10.  The rate of code D4249 was included in that of D4260 and D4261 if done in the set in the same affected area of the quadrant.

11.  The following codes are limited to pay one per quadrant every three years: D4210, D4211, D4240, D4241, D4260, D4261, D4270, D4273 and these are        mutually exclusive. The quadrant number was used.

12.  Codes D4263, D4264, D4277 and D4278 are made using the tooth number and will be limited to 1 per tooth per life. X-rays or photographs should be        sent to show the need and any other diagnostic help that may facilitate the evaluation of the case.

13.  Codes D4277 and D4278 on the ADA sheet in the «observation» section should indicate the classification (MILLER).

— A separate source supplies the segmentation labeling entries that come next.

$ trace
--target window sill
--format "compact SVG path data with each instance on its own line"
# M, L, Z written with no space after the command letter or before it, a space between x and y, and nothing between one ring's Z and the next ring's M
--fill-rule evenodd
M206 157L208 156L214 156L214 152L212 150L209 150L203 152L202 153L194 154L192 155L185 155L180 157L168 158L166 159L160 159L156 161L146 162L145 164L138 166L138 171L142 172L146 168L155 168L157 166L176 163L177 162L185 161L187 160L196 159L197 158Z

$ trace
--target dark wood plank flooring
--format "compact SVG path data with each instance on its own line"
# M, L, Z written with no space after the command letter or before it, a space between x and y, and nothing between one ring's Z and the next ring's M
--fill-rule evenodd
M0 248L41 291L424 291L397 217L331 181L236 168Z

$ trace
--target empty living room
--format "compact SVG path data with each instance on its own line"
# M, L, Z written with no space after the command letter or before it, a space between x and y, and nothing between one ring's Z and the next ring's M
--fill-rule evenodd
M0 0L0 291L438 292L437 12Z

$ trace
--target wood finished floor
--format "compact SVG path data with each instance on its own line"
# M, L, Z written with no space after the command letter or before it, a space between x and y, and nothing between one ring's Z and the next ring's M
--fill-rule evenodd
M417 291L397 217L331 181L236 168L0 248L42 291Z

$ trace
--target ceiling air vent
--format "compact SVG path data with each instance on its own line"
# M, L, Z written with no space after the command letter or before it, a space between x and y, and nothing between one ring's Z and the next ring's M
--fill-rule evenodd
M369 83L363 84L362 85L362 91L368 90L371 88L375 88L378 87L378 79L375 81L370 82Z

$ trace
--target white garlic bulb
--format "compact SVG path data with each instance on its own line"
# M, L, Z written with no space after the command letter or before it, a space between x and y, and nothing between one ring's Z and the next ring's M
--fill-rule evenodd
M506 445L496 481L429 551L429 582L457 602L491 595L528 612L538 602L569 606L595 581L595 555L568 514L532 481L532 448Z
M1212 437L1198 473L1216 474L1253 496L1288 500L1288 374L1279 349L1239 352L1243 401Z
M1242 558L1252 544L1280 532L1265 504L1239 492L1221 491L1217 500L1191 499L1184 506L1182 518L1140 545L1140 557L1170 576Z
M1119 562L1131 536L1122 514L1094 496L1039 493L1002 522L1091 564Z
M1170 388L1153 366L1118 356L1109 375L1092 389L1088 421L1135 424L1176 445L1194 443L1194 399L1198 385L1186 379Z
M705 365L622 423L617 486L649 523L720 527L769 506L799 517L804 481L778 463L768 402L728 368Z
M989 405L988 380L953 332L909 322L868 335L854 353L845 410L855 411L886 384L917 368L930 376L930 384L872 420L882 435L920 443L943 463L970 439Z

14.  The codes D4263 and D4264 must indicate the SITE of the bone defect in addition to the number of the tooth.

15.  The codes D4266 and D4267 will be limited to 1 per quadrant every 3 years and is billed using the tooth number.

16.  The codes D4277 and D4278 are mutually exclusive of codes D4270 and D4273.

17.  The following codes will only be considered for payment in type II bifurcations and interproximal infrabony defects. (D4263, D4264, D4266 and D4267).

18.   Gingival grafts are limited for payment to one (1) per quadrant every three years and will be billed using the quadrant number.